All’arrivo siamo accolti da Caterina (una delle coordinatrici della nostra comunità), dall’assessore alla cultura e allo sport, Nicola Bochicchio, dal prof. Garambone, il quale ci ha guidato nella visita al Palazzo Materi, la vecchia residenza dell’omonima famiglia che ha abitato a Grassano fino ai primi del 1900. Al piano terra di Palazzo Materi è sistemato un modellino del centro storico del paese di altissima precisione, mentre al primo piano c’è la biblioteca comunale. L’originale appartamento dell’aristocratica famiglia Materi è stato mantenuto e restaurato dalle amministrazioni comunali fin dagli anni ’80 e oggi è completo di quadri, strumenti di cancelleria, di alcuni primissimi elettrodomestici, di suppellettili e attrezzature da cucina. La sala da pranzo, la camera matrimoniale, la camera dei ragazzi e lo studio sono collegati ed intervallati da saloni intermedi senza corridoi. Per ultima, la camera della servitù (grande, si fa per dire, non più di 10 mq, secondo una mia stima).
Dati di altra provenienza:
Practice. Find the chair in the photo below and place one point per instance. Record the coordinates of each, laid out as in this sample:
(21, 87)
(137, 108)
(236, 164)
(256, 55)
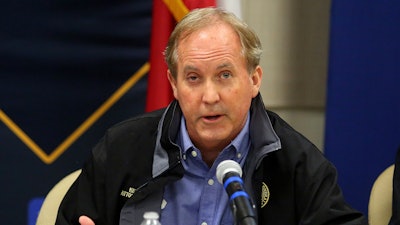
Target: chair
(48, 211)
(380, 201)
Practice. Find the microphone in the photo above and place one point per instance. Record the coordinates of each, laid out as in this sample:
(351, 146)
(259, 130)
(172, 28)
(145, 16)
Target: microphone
(229, 174)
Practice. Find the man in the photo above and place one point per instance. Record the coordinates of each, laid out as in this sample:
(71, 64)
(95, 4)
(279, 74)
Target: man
(165, 161)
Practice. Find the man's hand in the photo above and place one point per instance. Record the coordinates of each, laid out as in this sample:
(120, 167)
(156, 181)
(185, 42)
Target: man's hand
(84, 220)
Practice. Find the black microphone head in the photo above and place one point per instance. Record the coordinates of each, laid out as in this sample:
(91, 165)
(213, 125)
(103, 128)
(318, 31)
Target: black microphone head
(225, 167)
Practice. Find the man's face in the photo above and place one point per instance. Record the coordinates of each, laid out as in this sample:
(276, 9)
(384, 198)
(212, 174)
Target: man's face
(213, 86)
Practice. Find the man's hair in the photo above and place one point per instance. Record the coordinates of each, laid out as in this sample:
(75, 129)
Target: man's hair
(203, 17)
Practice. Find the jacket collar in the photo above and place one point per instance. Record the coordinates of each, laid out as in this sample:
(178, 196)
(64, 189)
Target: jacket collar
(167, 152)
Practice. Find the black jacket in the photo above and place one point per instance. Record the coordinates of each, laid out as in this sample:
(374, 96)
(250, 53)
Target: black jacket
(288, 178)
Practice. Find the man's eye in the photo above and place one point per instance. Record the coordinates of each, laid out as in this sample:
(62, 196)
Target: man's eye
(226, 75)
(192, 78)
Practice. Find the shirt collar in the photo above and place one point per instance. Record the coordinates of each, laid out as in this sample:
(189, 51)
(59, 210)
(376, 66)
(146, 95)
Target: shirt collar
(240, 143)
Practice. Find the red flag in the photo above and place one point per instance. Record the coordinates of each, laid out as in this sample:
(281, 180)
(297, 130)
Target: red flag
(164, 17)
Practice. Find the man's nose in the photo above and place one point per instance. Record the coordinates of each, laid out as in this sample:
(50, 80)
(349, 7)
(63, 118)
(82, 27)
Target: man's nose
(210, 93)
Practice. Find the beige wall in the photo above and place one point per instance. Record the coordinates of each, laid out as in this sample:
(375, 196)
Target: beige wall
(294, 35)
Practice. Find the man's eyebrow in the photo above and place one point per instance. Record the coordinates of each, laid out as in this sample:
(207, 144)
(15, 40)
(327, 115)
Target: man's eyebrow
(224, 66)
(190, 68)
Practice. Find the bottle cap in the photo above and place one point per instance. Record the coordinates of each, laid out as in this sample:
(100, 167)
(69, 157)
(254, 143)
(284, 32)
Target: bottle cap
(150, 215)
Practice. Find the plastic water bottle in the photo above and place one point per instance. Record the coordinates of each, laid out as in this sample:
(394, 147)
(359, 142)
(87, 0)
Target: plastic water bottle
(150, 218)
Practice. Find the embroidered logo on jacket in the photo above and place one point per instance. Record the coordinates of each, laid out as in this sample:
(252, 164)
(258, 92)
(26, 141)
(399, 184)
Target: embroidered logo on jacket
(264, 195)
(128, 193)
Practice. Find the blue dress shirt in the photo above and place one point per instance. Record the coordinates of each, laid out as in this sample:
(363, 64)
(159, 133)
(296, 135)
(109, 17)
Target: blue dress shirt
(198, 198)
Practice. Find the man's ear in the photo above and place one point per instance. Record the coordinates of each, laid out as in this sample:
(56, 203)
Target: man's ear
(256, 77)
(172, 82)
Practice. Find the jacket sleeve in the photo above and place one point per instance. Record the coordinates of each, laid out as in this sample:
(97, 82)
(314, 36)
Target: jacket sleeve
(86, 195)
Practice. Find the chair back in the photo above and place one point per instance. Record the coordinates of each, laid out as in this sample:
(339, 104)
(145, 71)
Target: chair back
(380, 201)
(48, 211)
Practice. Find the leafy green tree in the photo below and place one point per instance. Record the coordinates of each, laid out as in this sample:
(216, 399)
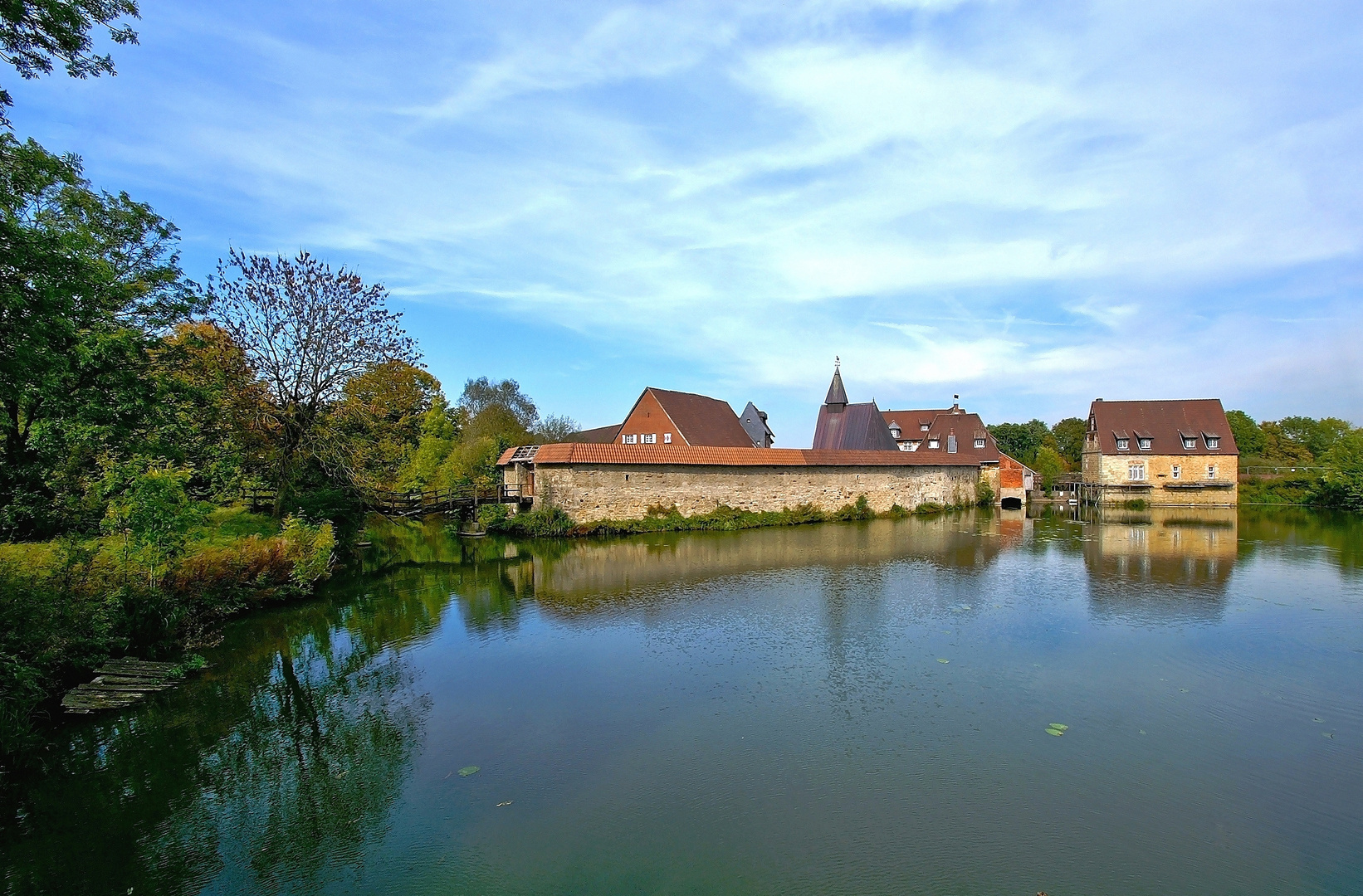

Successivamente, ci siamo diretti verso la locanda storica Prisco, dove alloggiò Carlo Levi all’inizio del suo esilio in Basilicata. Abbiamo visionato delle opere grassanesi di Carlo Levi, con alcune ricostruzioni tratte dal Cristo si è fermato a Eboli fino ad ascoltare i ricordi e i saluti della gente. Ho piacevolmente constatato un reciproco rispetto tra quello che è stato l’ospite più illustre del paese e gli abitanti, anche ammirazione e calore umano.
Dopo una piacevole passeggiata tra il parco dei bambini e la piazza con il campanile, ci siamo recati presso la pizzeria La Panca verso l’ora di cena. In pizzeria ho personalmente gustato patatine fritte, pizza ai wurstel e Coca Cola, ma posso confermare anche la soddisfazione dei miei amici. Signor Grassano, è stato un piacere: arrivederci!